Reason I: AlphaFold cannot predict regions of a sequence with confidence.
Predictions by
AlphaFold
or other prediction methods often have regions with no confidence. Such regions
are often intrinsically disordered.
Reason II: Residues are missing or have a high
temperature in a structure determined by X-ray crystallography.
Quite often some part of the protein sequence
that was crystallized is
missing
in the 3D model, or has a higher
temperature than the rest of the structure
(see Local Uncertainty in the
Views tab).
Empty basket at missing residues.
Missing
Residues are reported under the
Regions with missing residues will be marked with "empty baskets".
Quite often, segments that are missing or that have a high temperature
are predicited to be intrinsically disordered.
Reason III: Residues were deleted before crystallization.
Crystallization success is often improved by deleting flexible
portions of a protein chain, especially intrinsicially disordered
portions. (Another reason for deletion is when a region is labile
to degradation.)
You may like to know whether portions of a chain that
were deleted for a crystallization experiment are predicted to be
intrinsically disordered.

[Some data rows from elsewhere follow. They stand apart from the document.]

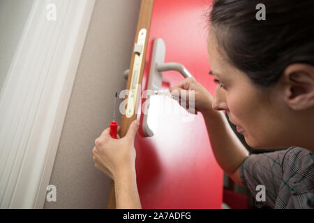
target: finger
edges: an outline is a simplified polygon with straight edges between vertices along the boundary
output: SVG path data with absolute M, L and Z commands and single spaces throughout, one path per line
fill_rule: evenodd
M 140 125 L 140 121 L 135 120 L 132 122 L 130 127 L 128 128 L 128 132 L 126 133 L 126 137 L 132 141 L 134 141 L 136 133 Z

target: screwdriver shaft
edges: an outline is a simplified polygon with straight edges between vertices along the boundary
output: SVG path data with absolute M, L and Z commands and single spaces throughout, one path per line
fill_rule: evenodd
M 114 109 L 113 109 L 113 115 L 112 115 L 112 121 L 115 121 L 116 120 L 116 106 L 117 106 L 117 97 L 118 96 L 118 93 L 116 92 L 116 95 L 114 96 Z

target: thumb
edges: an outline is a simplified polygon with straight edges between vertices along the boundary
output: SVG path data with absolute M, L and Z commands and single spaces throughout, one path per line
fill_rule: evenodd
M 133 121 L 130 124 L 130 127 L 128 128 L 126 137 L 130 140 L 133 141 L 134 138 L 135 137 L 136 133 L 137 132 L 139 126 L 140 126 L 140 121 L 138 120 Z

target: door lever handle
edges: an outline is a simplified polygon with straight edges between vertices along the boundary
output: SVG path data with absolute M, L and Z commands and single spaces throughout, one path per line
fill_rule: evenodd
M 163 72 L 167 70 L 177 70 L 183 77 L 193 77 L 193 75 L 181 63 L 165 63 L 165 45 L 161 38 L 156 39 L 154 42 L 153 53 L 151 61 L 151 68 L 147 85 L 147 96 L 145 102 L 147 110 L 143 112 L 143 121 L 142 123 L 142 130 L 144 136 L 152 137 L 154 131 L 148 125 L 148 116 L 149 114 L 149 98 L 150 94 L 161 88 Z M 149 91 L 151 90 L 151 91 Z

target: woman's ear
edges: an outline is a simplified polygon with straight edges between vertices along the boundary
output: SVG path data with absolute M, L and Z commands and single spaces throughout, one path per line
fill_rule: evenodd
M 306 63 L 292 63 L 283 75 L 285 101 L 294 110 L 314 107 L 314 67 Z

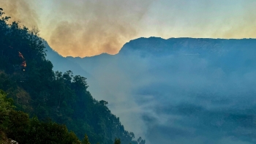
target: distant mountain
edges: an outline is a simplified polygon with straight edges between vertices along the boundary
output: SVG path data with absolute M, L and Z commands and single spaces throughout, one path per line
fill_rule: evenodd
M 87 78 L 92 78 L 91 74 L 88 73 L 85 69 L 82 69 L 78 64 L 68 60 L 67 58 L 59 55 L 56 51 L 53 50 L 47 42 L 45 42 L 45 50 L 47 50 L 46 58 L 52 61 L 53 70 L 59 70 L 65 72 L 68 70 L 73 69 L 75 75 L 83 75 Z
M 255 39 L 150 37 L 66 59 L 147 143 L 255 143 Z

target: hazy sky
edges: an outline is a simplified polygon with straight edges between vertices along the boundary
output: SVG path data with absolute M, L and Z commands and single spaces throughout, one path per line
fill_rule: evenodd
M 0 0 L 64 56 L 116 54 L 140 37 L 256 37 L 255 0 Z

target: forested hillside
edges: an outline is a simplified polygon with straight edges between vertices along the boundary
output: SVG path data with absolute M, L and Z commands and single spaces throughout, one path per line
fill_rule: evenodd
M 47 132 L 51 129 L 50 126 L 56 126 L 57 129 L 63 129 L 64 135 L 70 135 L 76 140 L 73 133 L 68 132 L 65 126 L 56 124 L 58 123 L 65 124 L 80 140 L 86 134 L 91 144 L 113 143 L 116 137 L 124 144 L 138 143 L 132 142 L 134 134 L 124 129 L 119 118 L 108 108 L 108 102 L 97 101 L 92 97 L 87 91 L 86 78 L 74 75 L 71 71 L 64 73 L 53 71 L 52 63 L 45 59 L 43 39 L 38 36 L 37 29 L 30 30 L 17 22 L 7 24 L 10 18 L 4 16 L 1 9 L 0 17 L 0 89 L 6 92 L 10 98 L 8 102 L 12 101 L 17 107 L 15 110 L 17 114 L 7 114 L 7 119 L 12 118 L 14 123 L 25 118 L 26 124 L 20 126 L 28 126 L 27 129 L 20 127 L 17 131 L 20 133 L 16 135 L 13 132 L 6 132 L 4 129 L 10 129 L 10 125 L 6 125 L 5 121 L 1 119 L 0 125 L 3 129 L 0 130 L 6 134 L 5 137 L 15 139 L 20 143 L 33 143 L 26 141 L 26 137 L 34 137 L 29 132 L 47 135 L 50 134 Z M 4 94 L 1 92 L 1 96 Z M 34 118 L 29 120 L 29 115 L 23 112 Z M 42 129 L 48 130 L 45 132 L 41 129 L 37 130 L 37 126 L 33 127 L 34 124 L 45 124 L 47 128 Z M 29 129 L 32 130 L 28 130 Z M 55 138 L 63 134 L 56 134 Z M 51 143 L 40 140 L 41 143 Z M 145 143 L 141 139 L 139 141 Z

On the other hand, it is sometimes possible
to obtain diffraction-quality crystals that include
intrinsically disordered portions, in which case those disordered
portions will likely be missing from the crystallographic model,
unless they are stabilized by
crystal contacts. (Example: in
3b0z, flexibility of the N terminus appears to be
functionally important, and it is predicted to be intrinsically
disordered. Nevertheless, it formed a helix in the crystal, stabilized
by crystal contacts.)
Intrinsic Disorder for Structures in the Protein Data Bank
The sequence graphic for any structure in the RCSB Protein Data Bank indicates
where disorder is predicted. In FirstGlance, click on Sequences: Databases
(in the
Molecule Information Tab). Then, in the
lower left panel, click on Alignment at PDB-USA (RCSB) (see snapshot at right).
Below is the graphic for
2ACE. It is simplified, showing only the
relevant lines.
Residues 485-489 are are predicted to be disordered and are UNMODELED (missing in
the model).
Red areas of the "DISORDER" line
are predicted to be intrinsically disordered,
and a subset of those residues is missing in the model.
The red area touched by the mouse pointer (lower right) includes the missing loop
485-489, but spans more residues than are missing in the model.
The mouse pointer at the lower right touches the red area, and triggers the report
at the top right stating that sequence position 491 has a predicted disorder value of 0.61.
For 2ACE, the sequence numbers in UniProt and in the crystallographic model agree.
An example of where they do not agree is
1PGB.
Click Sequence of 1PGB at RCSB to get the live sequence alignment.
Touching the first residue, T, in the UniProt line reports (at the top) that this is
UniProt sequence number 228, but was given number 2 by the authors of PDB entry 1PGB.